The biggest of those was TMM/USDT on April 4, drained for $1.665M. It was not novel. It was not even original. It was the 2026 version of the bZx attack from February 2020 — the original DeFi reserve-manipulation case — running unchanged six years later on a different chain. And it is going to keep happening, because the audit class that catches it stopped being treated as a real surface area sometime around 2022, when the industry collectively decided "oracle manipulation" was a solved problem.

It isn't. This is the audit checklist that would have caught all seven.

TL;DR

• Reserve manipulation is the dominant BSC exploit class of 2026 H1. SlowMist's Hacked archive lists at least seven incidents from Feb–Apr 2026 (LAXO, MT, AM, BCE, SAS, TMM, MONA, JUDAO) all sharing the same root cause.
• The mechanism is unchanged since 2020. A token transfer/burn hook mutates the LP pair's balance without going through swap(). A subsequent sync() re-reads stale reserves. A flash-loaned swap extracts the difference. bZx, Harvest, Cream, Inverse, BonqDAO, EraLend, Polter, TMM. Different chain, different decade, same primitive.
• The auditing industry mostly stopped looking. The mechanism feels solved because the canonical mitigation (Chainlink, TWAPs) is widely known. The number of tokens shipping reserve-derived pricing anyway suggests the knowledge has not propagated to the long tail of new launches.
• The checklist is short. Eight items below. If you ship a token with a transfer hook, an LP pair, and a price-sensitive consumer, your auditor should be testing for every one of them.

What actually happened to TMM

The Halborn breakdown is the most complete public source, and the chain is worth following in detail because it generalizes.
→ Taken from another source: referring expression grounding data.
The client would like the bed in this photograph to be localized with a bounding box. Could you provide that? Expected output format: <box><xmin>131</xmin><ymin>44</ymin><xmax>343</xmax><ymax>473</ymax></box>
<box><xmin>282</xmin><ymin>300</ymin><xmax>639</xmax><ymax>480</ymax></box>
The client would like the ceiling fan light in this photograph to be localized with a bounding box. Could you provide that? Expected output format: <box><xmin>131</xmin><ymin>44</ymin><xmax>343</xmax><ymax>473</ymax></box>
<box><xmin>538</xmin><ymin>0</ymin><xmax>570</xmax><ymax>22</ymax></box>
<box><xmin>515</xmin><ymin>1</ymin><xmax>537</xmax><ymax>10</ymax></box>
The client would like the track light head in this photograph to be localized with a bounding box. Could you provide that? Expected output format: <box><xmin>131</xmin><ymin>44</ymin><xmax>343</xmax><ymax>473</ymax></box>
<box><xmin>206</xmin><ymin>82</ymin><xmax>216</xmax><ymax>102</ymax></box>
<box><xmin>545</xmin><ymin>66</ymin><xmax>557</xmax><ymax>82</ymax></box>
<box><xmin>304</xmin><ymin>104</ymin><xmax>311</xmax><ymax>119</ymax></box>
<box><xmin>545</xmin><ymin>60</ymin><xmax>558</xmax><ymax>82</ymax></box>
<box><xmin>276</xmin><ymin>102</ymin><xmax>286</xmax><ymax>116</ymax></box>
The attacker started with no capital. They borrowed USDT from five flash-loan sources at once — ListaDAO Moolah, Venus, Aave V3, the PancakeSwap Vault, and Uniswap V4 PoolManager — for roughly $123M in working capital. With that, they swapped USDT for TMM through the pool at 0xc36c718e7d0af055092e5274f92f6511820ca041, accumulating 850M TMM tokens.

Then the trick. The attacker sent the TMM directly to the burn address 0x...dEaD. The pool was not notified. The TMM token contract did not call sync(). The pair's stored _reserve0 and _reserve1 still showed the pre-burn state. But the pair's actual balanceOf(TMM) was now one TMM. The reserves were one TMM and several hundred million USDT, on paper. On the blockchain, they were stale numbers that no longer described anything real.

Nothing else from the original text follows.